Still, it’s food for the occipital to munch on. And as far as occipital-style cognition goes, you can’t do much better than primary sources. But like I said, the primary sources were mostly self-congratulatory midwits.
Ain’t nobody got time for that.
Another interesting bit was the section on gifted criminals. According to my definition, that indicates busted amygdala and functioning neocortex, or sociopath (not psychopath). From the given stat of 20% of prisoners (figures the 80/20 rule applies to the criminal underworld, eh?), we might be able to begin estimating the prevalence of aspiepaths in the white population. A very ignorant estimate would put them at 1% (autism rate) of 20% of the white population of criminals, which is approximately 1 in 23, which comes to 0.0087%, or a bit less than one in ten thousand.
Only one aspiepath account showed up, but it was easy to spot:
Of all those interviewed, Lee is perhaps most aware of the game he is playing with himself. “A smart kid may take risks because of a problem, but your mind won’t let you get away with it. On one level I told myself that I robbed that church for fun, but on another level I know that I have [a] problem, and getting into trouble would get me back in here where I can get help.”
Bored and “disgusted” with school almost from the beginning, Lee designed his own electrical experiments at home. One involved hot-wiring the water dish of a bird feeder when he was about 10. “It was amazing; the birds somehow knew and wouldn’t land on it.” His parents tried military school, where he constantly flouted the rules. Public school was “more of the same. I’d get bored and get into trouble. They never went fast enough or deep enough for me.”
His parents tried to explain his needs to teachers. “The teachers would always say, ‘He isn’t doing the work we give him now, why should we give him new work?’ It was like being made to count the grains of sand in a bucket. There’s nothing to work with, with sand. It’s easy to do 1 + 1, then 5 + 8…18 + 5 isn’t really any different; it’s still ‘sand’- the repetition of the same pattern. It would be different if they gave you new things. It could be like counting a bucket of diamonds. Hold them up to the light and you get different shapes, and glitters and shines.”
The product of a stern father-indulgent mother type of family, Lee says he plans to go to college. The group home to which he has been sentenced for the second time should at least help him finish high school without getting into any more trouble. He explains, “It just doesn’t work with me living at home…there is too much conflict with my father.”

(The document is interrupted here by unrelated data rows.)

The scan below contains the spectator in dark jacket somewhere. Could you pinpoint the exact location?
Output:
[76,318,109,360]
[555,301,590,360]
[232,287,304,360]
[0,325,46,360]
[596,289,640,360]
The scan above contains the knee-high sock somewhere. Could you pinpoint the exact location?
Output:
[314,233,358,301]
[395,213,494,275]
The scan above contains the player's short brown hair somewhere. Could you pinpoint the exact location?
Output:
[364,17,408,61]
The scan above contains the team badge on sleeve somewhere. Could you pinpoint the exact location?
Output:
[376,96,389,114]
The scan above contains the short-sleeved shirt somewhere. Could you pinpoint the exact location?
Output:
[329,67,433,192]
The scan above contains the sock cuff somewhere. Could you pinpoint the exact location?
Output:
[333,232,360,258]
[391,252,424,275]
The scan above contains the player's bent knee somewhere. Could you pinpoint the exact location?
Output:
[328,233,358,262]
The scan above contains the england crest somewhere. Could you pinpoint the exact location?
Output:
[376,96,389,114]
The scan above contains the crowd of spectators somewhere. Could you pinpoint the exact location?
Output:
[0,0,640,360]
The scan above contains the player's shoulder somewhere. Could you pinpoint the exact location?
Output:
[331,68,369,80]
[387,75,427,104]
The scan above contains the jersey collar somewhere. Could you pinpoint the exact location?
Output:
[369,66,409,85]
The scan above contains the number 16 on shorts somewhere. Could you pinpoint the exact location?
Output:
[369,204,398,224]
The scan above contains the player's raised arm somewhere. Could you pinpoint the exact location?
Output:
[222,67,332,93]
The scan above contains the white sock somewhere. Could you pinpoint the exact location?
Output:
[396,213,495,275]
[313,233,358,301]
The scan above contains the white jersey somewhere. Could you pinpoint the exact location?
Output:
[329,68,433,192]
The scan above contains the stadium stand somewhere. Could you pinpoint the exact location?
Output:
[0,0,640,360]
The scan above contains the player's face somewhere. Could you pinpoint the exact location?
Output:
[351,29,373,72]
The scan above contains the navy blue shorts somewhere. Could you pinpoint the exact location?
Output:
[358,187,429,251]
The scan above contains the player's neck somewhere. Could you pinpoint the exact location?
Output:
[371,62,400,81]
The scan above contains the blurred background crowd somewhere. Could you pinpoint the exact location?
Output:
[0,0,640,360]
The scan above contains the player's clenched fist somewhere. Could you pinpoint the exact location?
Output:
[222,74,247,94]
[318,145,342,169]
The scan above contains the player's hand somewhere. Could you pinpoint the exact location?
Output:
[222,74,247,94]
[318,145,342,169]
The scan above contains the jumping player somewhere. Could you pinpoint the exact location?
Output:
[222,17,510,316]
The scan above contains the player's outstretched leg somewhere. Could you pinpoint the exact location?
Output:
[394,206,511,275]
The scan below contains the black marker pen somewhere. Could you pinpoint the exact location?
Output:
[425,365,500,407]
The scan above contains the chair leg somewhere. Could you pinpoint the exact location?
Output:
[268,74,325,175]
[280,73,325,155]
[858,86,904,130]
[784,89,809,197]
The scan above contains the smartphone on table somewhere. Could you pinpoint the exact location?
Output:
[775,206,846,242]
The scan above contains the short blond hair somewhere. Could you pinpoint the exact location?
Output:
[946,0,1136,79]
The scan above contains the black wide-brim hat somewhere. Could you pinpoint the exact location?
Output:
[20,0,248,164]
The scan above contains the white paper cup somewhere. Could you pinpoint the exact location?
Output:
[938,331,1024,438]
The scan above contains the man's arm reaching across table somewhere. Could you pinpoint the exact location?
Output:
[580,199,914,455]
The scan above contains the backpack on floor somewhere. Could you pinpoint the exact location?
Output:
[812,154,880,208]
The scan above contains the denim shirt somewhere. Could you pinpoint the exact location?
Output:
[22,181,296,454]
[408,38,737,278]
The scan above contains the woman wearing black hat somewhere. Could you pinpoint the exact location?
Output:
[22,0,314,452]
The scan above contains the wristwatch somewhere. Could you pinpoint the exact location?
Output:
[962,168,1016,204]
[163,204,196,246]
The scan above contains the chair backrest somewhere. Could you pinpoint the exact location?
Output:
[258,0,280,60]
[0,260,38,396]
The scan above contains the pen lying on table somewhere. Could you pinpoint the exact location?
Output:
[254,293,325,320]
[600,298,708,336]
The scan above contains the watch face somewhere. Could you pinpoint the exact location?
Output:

Lee says he is perfectly willing to cheat in this world, “If you’re slick enough not to get caught.” He would take another person’s job. “I’d get him fired, but only if I knew I could do the job better.” At the same time, he expresses a desire not to “hurt people.” Lee would like to see society “work hard to bring everybody up to top mental level. Maybe that’s just selfish on my part; it would mean there would be more people like me and I’d have company.”